🤖 AI Summary
Large language models (LLMs) exhibit data hallucination and lack real-time, verifiable access to financial information, limiting their reliability in financial analysis. Method: This paper proposes QuantMCP—a novel framework that pioneers the adaptation of the Model Context Protocol (MCP) to finance, establishing a standardized, secure, and controllable tool-calling protocol. QuantMCP enables LLMs to retrieve, verify, and inject structured, multi-source financial data in real time via compliant APIs (e.g., Wind, yfinance). It integrates tool-augmented reasoning with finance-specific prompt engineering to enhance factual grounding and interpretability. Contribution/Results: QuantMCP substantially mitigates hallucination and achieves high-precision querying and automated interpretation.
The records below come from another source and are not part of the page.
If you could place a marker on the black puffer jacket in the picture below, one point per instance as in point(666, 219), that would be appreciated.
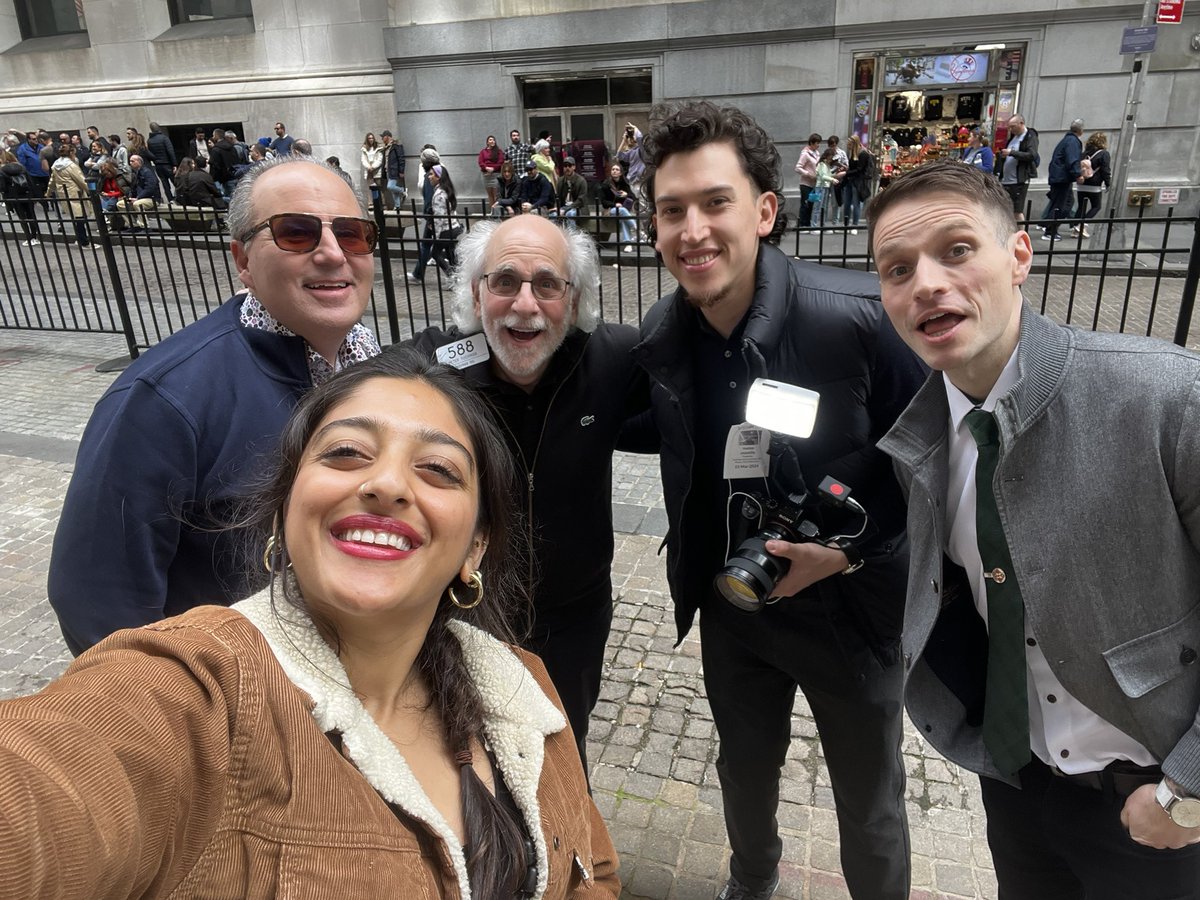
point(820, 328)
point(562, 436)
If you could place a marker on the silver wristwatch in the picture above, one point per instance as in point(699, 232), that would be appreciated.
point(1183, 810)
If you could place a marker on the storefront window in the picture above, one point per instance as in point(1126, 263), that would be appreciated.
point(910, 108)
point(46, 18)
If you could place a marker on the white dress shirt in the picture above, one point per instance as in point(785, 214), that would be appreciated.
point(1063, 732)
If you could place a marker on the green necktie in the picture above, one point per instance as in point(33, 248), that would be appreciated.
point(1006, 713)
Experiments demonstrate a 32.7% improvement in factual accuracy across financial tasks—including investment research Q&A and risk metric computation—establishing a scalable, auditable paradigm for trustworthy LLM deployment in financial decision-making.
📝 Abstract
Large Language Models (LLMs) hold immense promise for revolutionizing financial analysis and decision-making, yet their direct application is often hampered by issues of data hallucination and lack of access to real-time, verifiable financial information. This paper introduces QuantMCP, a novel framework designed to rigorously ground LLMs in financial reality. By leveraging the Model Context Protocol (MCP) for standardized and secure tool invocation, QuantMCP enables LLMs to accurately interface with a diverse array of Python-accessible financial data APIs (e.g., Wind, yfinance). Users can interact via natural language to precisely retrieve up-to-date financial data, thereby overcoming LLM's inherent limitations in factual data recall. More critically, once furnished with this verified, structured data, the LLM's analytical capabilities are unlocked, empowering it to perform sophisticated data interpretation, generate insights, and ultimately support more informed financial decision-making processes. QuantMCP provides a robust, extensible, and secure bridge between conversational AI and the complex world of financial data, aiming to enhance both the reliability and the analytical depth of LLM applications in finance.